The A&H reflexive autism about "quiet car bad" is pretty funny though.
Used electric cars are never going to be a thing because the batteries will eventually wear out and are cost prohibitive to replace.
 
This would be fine, if it wasn't because its not just going to aim for brand new factory selling, they will crack down on the used cars market, they've been at it for a long time already, and of course with the change will come brand new expensive fines and sanctions for simply using fossil fuel cars, its not about "electric car bad" its about how they are aiming to fix traffic jams by completely removing the middle and low working class out of the streets
I see smog and registration fees going sky-high for gas autos, and Newsom and his cronies will claim it's to pay for the added infrastructure the electrics will need.
I pay nearly $200 every year for a 20 year old car, and $60-80 every other year for smog fees.
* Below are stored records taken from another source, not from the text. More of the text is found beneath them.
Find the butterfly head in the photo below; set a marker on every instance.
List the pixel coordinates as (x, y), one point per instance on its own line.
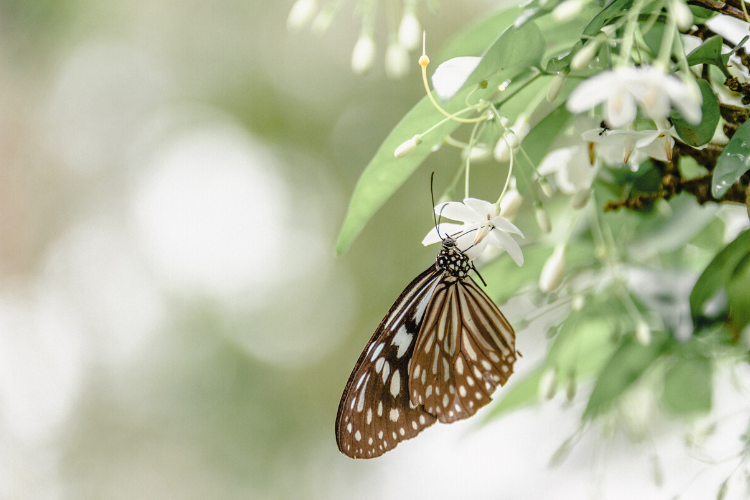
(452, 260)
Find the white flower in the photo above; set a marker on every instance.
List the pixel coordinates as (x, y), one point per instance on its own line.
(619, 90)
(629, 147)
(396, 61)
(410, 31)
(571, 166)
(481, 226)
(363, 54)
(300, 14)
(450, 76)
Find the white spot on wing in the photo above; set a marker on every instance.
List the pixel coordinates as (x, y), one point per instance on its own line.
(396, 383)
(402, 340)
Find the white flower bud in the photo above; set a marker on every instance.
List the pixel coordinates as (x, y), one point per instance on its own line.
(580, 198)
(553, 270)
(363, 54)
(546, 188)
(570, 388)
(408, 146)
(543, 220)
(555, 86)
(396, 61)
(548, 384)
(510, 203)
(643, 333)
(300, 14)
(583, 57)
(683, 16)
(410, 31)
(578, 302)
(567, 10)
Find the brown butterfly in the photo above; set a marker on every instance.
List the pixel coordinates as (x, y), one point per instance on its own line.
(439, 354)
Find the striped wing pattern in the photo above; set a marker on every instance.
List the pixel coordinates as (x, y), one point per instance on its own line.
(465, 349)
(375, 412)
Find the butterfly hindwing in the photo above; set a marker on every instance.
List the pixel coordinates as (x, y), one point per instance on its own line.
(375, 412)
(465, 349)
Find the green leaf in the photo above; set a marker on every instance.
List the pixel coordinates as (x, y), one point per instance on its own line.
(385, 173)
(718, 274)
(733, 162)
(688, 386)
(628, 363)
(609, 12)
(522, 392)
(710, 53)
(738, 292)
(698, 135)
(476, 38)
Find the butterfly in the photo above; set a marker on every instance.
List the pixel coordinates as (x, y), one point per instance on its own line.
(438, 355)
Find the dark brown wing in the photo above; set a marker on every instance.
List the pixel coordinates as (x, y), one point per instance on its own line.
(465, 349)
(375, 412)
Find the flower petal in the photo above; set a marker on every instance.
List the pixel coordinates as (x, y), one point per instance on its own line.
(504, 240)
(483, 208)
(457, 211)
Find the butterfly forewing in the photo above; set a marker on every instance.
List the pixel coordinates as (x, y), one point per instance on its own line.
(375, 412)
(465, 349)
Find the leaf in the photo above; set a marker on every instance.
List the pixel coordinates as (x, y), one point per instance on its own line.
(687, 386)
(698, 135)
(710, 53)
(733, 162)
(385, 173)
(717, 274)
(477, 37)
(521, 393)
(738, 292)
(609, 12)
(628, 363)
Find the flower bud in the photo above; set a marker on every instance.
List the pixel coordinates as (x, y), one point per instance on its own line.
(410, 31)
(553, 270)
(408, 146)
(543, 220)
(555, 86)
(578, 302)
(567, 10)
(643, 333)
(548, 383)
(580, 198)
(510, 203)
(396, 61)
(546, 188)
(683, 16)
(571, 387)
(300, 14)
(363, 54)
(585, 54)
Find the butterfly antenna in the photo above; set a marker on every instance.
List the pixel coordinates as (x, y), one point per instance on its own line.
(432, 195)
(477, 271)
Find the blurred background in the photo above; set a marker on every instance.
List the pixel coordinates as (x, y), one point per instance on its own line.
(173, 320)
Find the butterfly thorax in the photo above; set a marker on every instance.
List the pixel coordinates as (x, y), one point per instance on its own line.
(451, 260)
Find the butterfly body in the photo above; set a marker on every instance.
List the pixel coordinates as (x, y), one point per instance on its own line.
(438, 354)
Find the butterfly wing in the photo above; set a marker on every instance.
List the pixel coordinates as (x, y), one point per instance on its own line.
(465, 349)
(375, 412)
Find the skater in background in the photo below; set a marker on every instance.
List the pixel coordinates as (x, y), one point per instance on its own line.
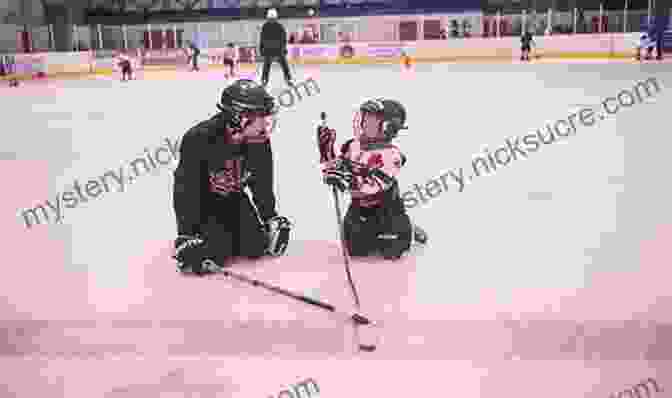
(273, 47)
(126, 67)
(526, 41)
(376, 221)
(193, 56)
(219, 159)
(230, 60)
(645, 42)
(661, 24)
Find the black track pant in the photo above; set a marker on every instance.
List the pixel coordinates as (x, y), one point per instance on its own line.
(282, 60)
(235, 232)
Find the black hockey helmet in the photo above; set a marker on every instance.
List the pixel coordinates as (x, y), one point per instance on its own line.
(393, 116)
(245, 97)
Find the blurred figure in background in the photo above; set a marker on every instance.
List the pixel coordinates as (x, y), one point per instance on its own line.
(230, 60)
(526, 41)
(193, 56)
(273, 47)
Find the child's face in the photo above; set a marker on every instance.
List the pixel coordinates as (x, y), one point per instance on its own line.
(371, 124)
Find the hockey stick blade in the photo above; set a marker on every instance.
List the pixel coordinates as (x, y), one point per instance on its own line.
(355, 318)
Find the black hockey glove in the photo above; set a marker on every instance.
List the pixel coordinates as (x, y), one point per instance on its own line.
(277, 229)
(191, 253)
(339, 176)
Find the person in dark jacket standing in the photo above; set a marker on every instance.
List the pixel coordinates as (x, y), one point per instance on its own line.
(273, 47)
(223, 191)
(193, 57)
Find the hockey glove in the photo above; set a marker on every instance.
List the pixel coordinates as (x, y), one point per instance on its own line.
(277, 229)
(191, 253)
(339, 177)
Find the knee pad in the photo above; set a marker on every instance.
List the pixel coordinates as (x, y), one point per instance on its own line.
(360, 235)
(396, 236)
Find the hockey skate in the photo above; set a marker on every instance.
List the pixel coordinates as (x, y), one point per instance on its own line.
(419, 235)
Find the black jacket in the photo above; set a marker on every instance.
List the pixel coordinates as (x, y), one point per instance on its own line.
(273, 41)
(205, 155)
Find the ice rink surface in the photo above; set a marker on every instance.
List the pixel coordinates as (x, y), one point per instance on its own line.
(551, 275)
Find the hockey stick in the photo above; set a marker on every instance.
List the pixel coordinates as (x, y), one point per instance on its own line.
(346, 257)
(356, 318)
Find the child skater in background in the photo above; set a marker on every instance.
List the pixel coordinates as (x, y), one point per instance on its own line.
(126, 67)
(376, 222)
(645, 41)
(526, 41)
(230, 61)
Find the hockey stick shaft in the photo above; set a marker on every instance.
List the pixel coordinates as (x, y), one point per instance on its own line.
(346, 257)
(355, 317)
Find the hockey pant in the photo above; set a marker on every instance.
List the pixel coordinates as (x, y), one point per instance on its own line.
(236, 232)
(377, 230)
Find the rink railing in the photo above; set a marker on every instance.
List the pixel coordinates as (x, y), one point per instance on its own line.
(602, 46)
(19, 39)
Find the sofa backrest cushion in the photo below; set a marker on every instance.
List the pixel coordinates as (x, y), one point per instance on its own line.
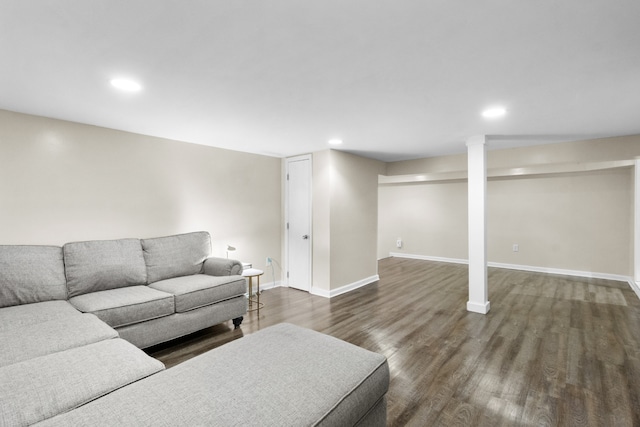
(99, 265)
(30, 274)
(174, 256)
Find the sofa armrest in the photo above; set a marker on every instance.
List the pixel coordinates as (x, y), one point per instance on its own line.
(222, 267)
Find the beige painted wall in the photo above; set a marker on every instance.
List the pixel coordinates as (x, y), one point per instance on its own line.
(63, 181)
(354, 218)
(345, 222)
(321, 219)
(571, 221)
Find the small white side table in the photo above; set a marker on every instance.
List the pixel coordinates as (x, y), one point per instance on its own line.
(251, 273)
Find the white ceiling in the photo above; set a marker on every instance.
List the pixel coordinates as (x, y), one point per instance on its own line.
(395, 79)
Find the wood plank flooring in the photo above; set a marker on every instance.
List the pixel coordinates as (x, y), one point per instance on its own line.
(553, 350)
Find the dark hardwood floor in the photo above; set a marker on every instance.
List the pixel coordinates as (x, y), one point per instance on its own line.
(553, 350)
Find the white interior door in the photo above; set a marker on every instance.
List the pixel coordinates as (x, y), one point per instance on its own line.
(298, 222)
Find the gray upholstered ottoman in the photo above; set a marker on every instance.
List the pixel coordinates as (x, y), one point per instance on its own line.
(281, 376)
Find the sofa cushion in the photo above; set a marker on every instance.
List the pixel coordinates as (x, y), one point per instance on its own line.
(173, 256)
(40, 388)
(31, 274)
(124, 306)
(27, 342)
(281, 376)
(198, 290)
(99, 265)
(31, 314)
I've heard rumors that Newsom wants to make yearly smogging the law now.
 
A lot of fuss is made about this but it's dramatically overblown because people are looking for reasons to shit talk electrics. Electric cars are pushing 600, 700, 800km ranges now. If you can drive 800km without needing to stretch your legs, eat, and shit; more power to you, but I think that's silly.
What electric car is pushing 800km?

That doesn't even get into a host of other problems like the complete lack of any place to charge one.

If you live in an apartment where do you plan on charging this thing? Do you thing hundreds or thousands of apartment complexes are suddenly going to install these chargers?

Or are you supposed to move into some hipster $2,000 / month unit to go along with your $80,000 Tesla?